I shuddered, however, when a word popped into my head. It was a word that I hadn’t heard for years. A word I had first heard in my youth when I enjoyed dreaming about the future—both utopic and dystopic. The word was soylent.
Now, I realize that I was exhausted from my travels and punchy from nearly 24 hours without sleep. I was probably just jumping to conclusions—my senses dulled by the long flight. The ghost of Charlton Heston sat next to me, however, as I went through the checklist: The omelet, hasbrowns and pastry were shades of Soylent Yellow. This left the tomato and sausage as shades of Solyent Red. Thankfully there was no Soylent Green. United Airlines was unknowingly serving the meal of the future.
A while back I read an excellent piece in The Baffler by David Graeber, Of Flying Cars and the Declining Rate of Proft, which begins with his own realization that the futures we dreamt of in our childhood haven’t turned out the way we were lead to believe. Like Dr. Graeber, I wanted flying cars, space stations and travel to other worlds.

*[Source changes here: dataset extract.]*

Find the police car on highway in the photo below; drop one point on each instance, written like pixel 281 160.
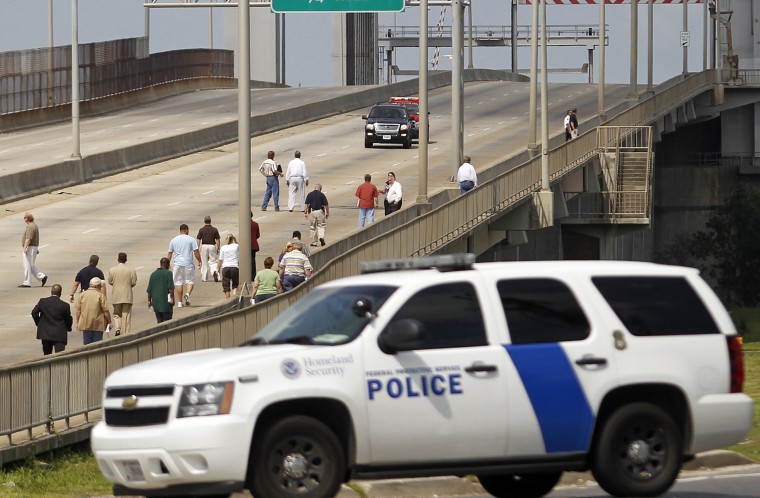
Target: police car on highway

The dreams of the 20th Century—both communist and capitalist—have collapsed leaving it easier to imagine a zombie apocalypse, alien invasion or that vampires live among us, than to imagine a better alternative—my own rephrasing of the famous quote, often attributed to Jameson or Zizek (but apparently originally said by H. Bruce Franklin in a 1979 essay), that it is “easier to imagine the end of the world than the end of capitalism.”
Sitting in my cramped seat 33,000 feet above the earth, crammed into a metal cylinder with hundreds of strangers, all of us sweating and aspirating and farting and using the same three bathrooms, I thought fondly of the opening scenes of 2001: A Space Odyssey. I remembered the fantastic images of that past future that was such fodder for the fertile imagination of my childhood. I wanted to be David Bowman sitting leisurely in the spotlessly clean and refreshingly uncluttered space station orbiting the earth. I wanted that space station not soylent. Bowman not Heston. That future is now.

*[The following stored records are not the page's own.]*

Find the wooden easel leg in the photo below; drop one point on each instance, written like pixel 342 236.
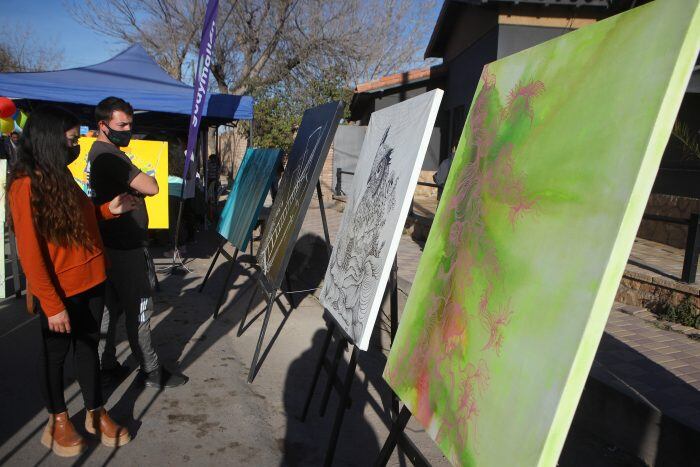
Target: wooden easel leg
pixel 268 311
pixel 317 369
pixel 211 267
pixel 322 208
pixel 224 286
pixel 342 406
pixel 390 444
pixel 337 356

Thanks to Steve Jobs I suppose I do have an iPad—one of the only things I can point to as proof this is the future. As I lifted it to take a photo of my inflight breakfast, I decided to take one shot with Hipstamatic. Its warm software algorithms transformed my soylent-meal into a hazy nostalgic image evoking the better futures of the past. It made my meal look much more appetizing. Even if things didn’t quite work out as we had dreamed, at least we now have the technology to imagine they had.
Reading your blog post reminded me of TVP – textured vegetable protein. I was a Boundary Waters canoe guide in the late 70s just before freeze dried food became widely available. My boss had figured out that we could make cheap, light weight meals by using TVP as the main ingredient. White TVP was ‘chicken’, pink was ‘pork’, and brown was ‘beef’. Add some powder soup mix, pasta or rice and it could look like food, but it was truly inedible. Fortunately I only had to feed this meal once a week. I’d wait until near the end of the trip before springing it on the customers. I guess I hoped they would be so hungry that they wouldn’t mind. I was a happy camper, though, when we finally switched to Mountain House Chili Mac. I still think of freeze dried food as a luxury.